Recently, an astonishing piece of news tore through the doldrums of the first days of classes for students at the College of William and Mary. This upcoming fall, returning students will be able to spend their Flex at a new dining option: Chick-fil-A in Tribe Square. They can use their Tribe Cards to buy as many waffle fries and chicken sandwiches as they want to eat to avoid the dining halls, so long as they are willing to make the trek up to Richmond Road.
This is a particularly interesting development to freshmen such as myself. Many upperclassmen are accustomed to having many dining options because, in past years, more establishments were near or on campus that accepted Flex. Such places included The Crust, Mooyah, Subway and Pita Pit, all restaurants that used to reside in the currently vacant Tribe Square. Chick-fil-A is not a novelty to the College because it too used to be offered to students. Unfortunately, those establishments closed and left, leaving students only fond memories of the Flex they spent on decent, more palatable food options. These places had become ingrained in their college lives as a way to meet with friends or take a break from the stress of life as a twamp. For example, a friend of mine often remarks that as a fun treat and bonding activity, at the end of every semester her club would dig into The Crust’s famous skillet cookies together. Perhaps, to people like her and to other upperclassmen, the moving in of Chick-fil-A is more like the welcome return of the old days instead of anything novel or shocking.
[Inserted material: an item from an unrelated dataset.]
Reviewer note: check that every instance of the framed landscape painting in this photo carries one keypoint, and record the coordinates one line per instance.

Freshmen like me, however, only know the current reality of dining at the College: the sad, empty windows of Tribe Square, the Sodexo domination over our daily dining habits and the depressing mediocrity of dining hall food. The two options left, Cosi and Qdoba, can only get one so far before even they start to look unappealing (this is made even worse if, like me, the freshman in question isn’t fond of those options to begin with). I have often bemoaned this fact to my friends at other colleges with superior food options. To actually have our dining situation change for the better seems too good to be true. I’d always assumed Tribe Square would languish, unused, for my entire college career. But it turns out I underestimated the College’s commitment toward filling those empty spots.
It is odd to imagine walking into an establishment that’s not inside a library or student center and being able to use Flex for food not provided by Sodexo. The novelty of this prospect is exciting, especially considering Chick-Fil-A’s waffle fries and chicken nuggets have always been one of my guilty cravings, and I am probably not alone in that out of the student body. Admittedly, though the idea of a working Tribe Square is peculiar now, at least to freshmen, it is likely that by the end of the fall semester Chick-fil-A will become taken for granted in most students’ lives. It will be too easy to slip into the custom of eating at an already well-liked and familiar fast food joint right off campus. I’ve resigned myself to the fact that my eating habits next semester will probably mean my Dining Dollars do not last to December.
This revelation also hopefully means a positive trend for the future of dining at the College, i.e. a larger expansion of dining options for the students. The next step would, obviously, be the renting out of the other vacant spots in Tribe Square. To be a viable option, the to-be-determined establishment must be easily liked by college students. But, there are other parameters that would make it ideal.
One is to be more vegetarian-friendly. Many vegetarians I have met at the College are frustrated by the lack of options on campus for diverse, enticing vegetarian or vegan foods. It seems reasonable to bring in a place about which the parts of the student body with tighter dietary restrictions can be excited. Let’s face it, Chick-fil-A isn’t exactly very vegetarian- friendly; while fries are always an option, there are only so many one can eat before, out of boredom, turning back to the tofu and beans of the dining hall.
Another welcome addition to the campus would be a dining option dedicated to a cuisine from a specific culture. While good, all-American chicken nuggets and pizza are excellent choices, it would be nice to get something a little different than the current options, at least food slightly more authentic than the dining halls’ versions of “ethnic” food. A departure from the norm would (perhaps literally) spice things up. Considering this as well as the aforementioned criteria, Greek or Indian food both seem like superb options to go into Tribe Square, as they both would be flavorful additions to the dining options as well as being vegetarian-friendly cuisines. It’d be amazing if, after a difficult exam or a long day of classes, one could spend Flex on a decent falafel or curry.
But, even if Chick-fil-A’s business is less than ideal or does not herald a dramatic shift in college dining options, at the very least it is a welcome change from the depressing vacancies of Tribe Square. Now, three empty sections will remain, perhaps in the future filled with an option even better than Chick-fil-A. After all, we will need somewhere to eat on Sundays.